Some details that seem possibly-relevant:
- Their network has a 60-word input vocabulary (four of the 64 squares are filled when the game starts and can never be played in), 8 layers, an 8-head attention mechanism, and a 512-dimensional hidden space. (I don't know enough about transformers to know whether this in fact tells you everything important about the structure.)
- They tried training on two datasets, one of real high-level Othello games (about 140k games) and one of synthetic games where all moves are random (about 20M games). Their model trained on synthetic games predicted legal moves 99.99% of the time, but the one trained on real well-played games only predicted legal moves about 95% of the time. (This suggests that their network isn't really big enough to capture legality and good strategy at the same time, I guess?)
- They got some evidence that their network isn't just memorizing game transcripts by training it on a 20M-game synthetic dataset where one of the four possible initial moves is never played. It still predicted legal moves 99.98% of the time when tested on the full range of legal positions. (I don't know what fraction of legal positions are reachable with the first move not having been C4; it will be more than 3/4 since there are transpositions. I doubt it's close to 99.98%, though, so it seems like the model is doing pretty well at finding legal moves in positions it hasn't seen.)
- Using probes whose output is a linear function of the network activations doesn't do a good job of reconstructing the board state (error rate is ~25%, barely better than attempting the same thing from a randomly initialized network), but training 2-layer MLPs to do it gets the error rate down to ~5% for the network trained on synthetic games and ~12% for the one trained on championship games, whereas it doesn't help at all for the randomly trained network. (This suggests that whatever "world representation" the thing has learned isn't simply a matter of having an "E3 neuron" or whatever.)
I am not at all an expert on neural network interpretability, and I don't know to what extent their findings really justify calling what they've found a "world model" and saying that it's used to make move predictions.
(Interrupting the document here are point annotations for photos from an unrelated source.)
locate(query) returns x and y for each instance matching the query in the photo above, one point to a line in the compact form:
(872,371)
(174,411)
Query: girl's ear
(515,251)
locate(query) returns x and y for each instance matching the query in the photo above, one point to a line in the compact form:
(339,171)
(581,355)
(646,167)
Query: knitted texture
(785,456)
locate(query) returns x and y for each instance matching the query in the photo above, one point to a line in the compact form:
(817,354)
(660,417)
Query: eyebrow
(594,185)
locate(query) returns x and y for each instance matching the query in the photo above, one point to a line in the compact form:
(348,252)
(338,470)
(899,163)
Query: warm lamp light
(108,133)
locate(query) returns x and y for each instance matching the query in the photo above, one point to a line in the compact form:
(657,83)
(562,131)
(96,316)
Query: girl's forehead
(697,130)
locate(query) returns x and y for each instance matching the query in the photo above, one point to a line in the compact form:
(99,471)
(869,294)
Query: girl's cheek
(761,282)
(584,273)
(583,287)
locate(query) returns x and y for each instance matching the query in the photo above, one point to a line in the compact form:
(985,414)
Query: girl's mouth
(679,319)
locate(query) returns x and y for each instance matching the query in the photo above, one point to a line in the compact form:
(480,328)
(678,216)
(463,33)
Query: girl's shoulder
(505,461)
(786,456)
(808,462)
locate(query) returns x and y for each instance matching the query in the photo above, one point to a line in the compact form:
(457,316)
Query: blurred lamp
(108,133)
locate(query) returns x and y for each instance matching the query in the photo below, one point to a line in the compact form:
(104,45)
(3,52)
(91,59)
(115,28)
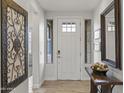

In particular, I can't refute the following argument:
"In most positions, just knowing what moves are legal is enough to give you a good idea of most of the board state. Anything capable of determining which moves are legal will therefore have a state from which the board state is somewhat reconstructible. This work really doesn't tell us much beyond what the fact that the model could play legal moves already does. If the probes are doing something close to 'reconstruct board state from legal moves', then the interventions amount to 'change the legal moves in a way that matches those available in the modified position', which of course will make the model predict the moves that are available in the modified position."
(It would be interesting to know whether their probes are more effective at reconstructing the board state in positions where the board state is closer to being determined by the legal moves. Though that seems like it would be hard to distinguish from "the model just works better earlier in the game", which I suspect it does.)
Sure, I'm not saying they should've done that instead. In addition, but probably they didn't have the time/energy. My point is just that the illegal-move error rate is ambiguous if you (gjm) are interested in whether it has perfectly learned the rules (which is different from what the authors are going after), because there are sources of error beyond "it has failed to learn the rules", like errors reconstructing the board state leading to misapplication of potentially-perfectly-learned rules. To my eyes, a legal move error rate as low as 0.01% in this setup, given the burden of state reconstruction in a unnatural and difficult way, strongly suggests it's actually doing a great job of learning the rules. I predict that if you set it up in a way which more narrowly targeted rule learning (eg behavior cloning: just mapping full game state->expert-action, no history at all), you would find that its illegal move rate would approach 0% much more closely, and you'd have to find some really strange edge-cases like my chess promotion examples to trip it up, (at which point one would be satisfied, because how would one ever learn those unobserved things offline without priors).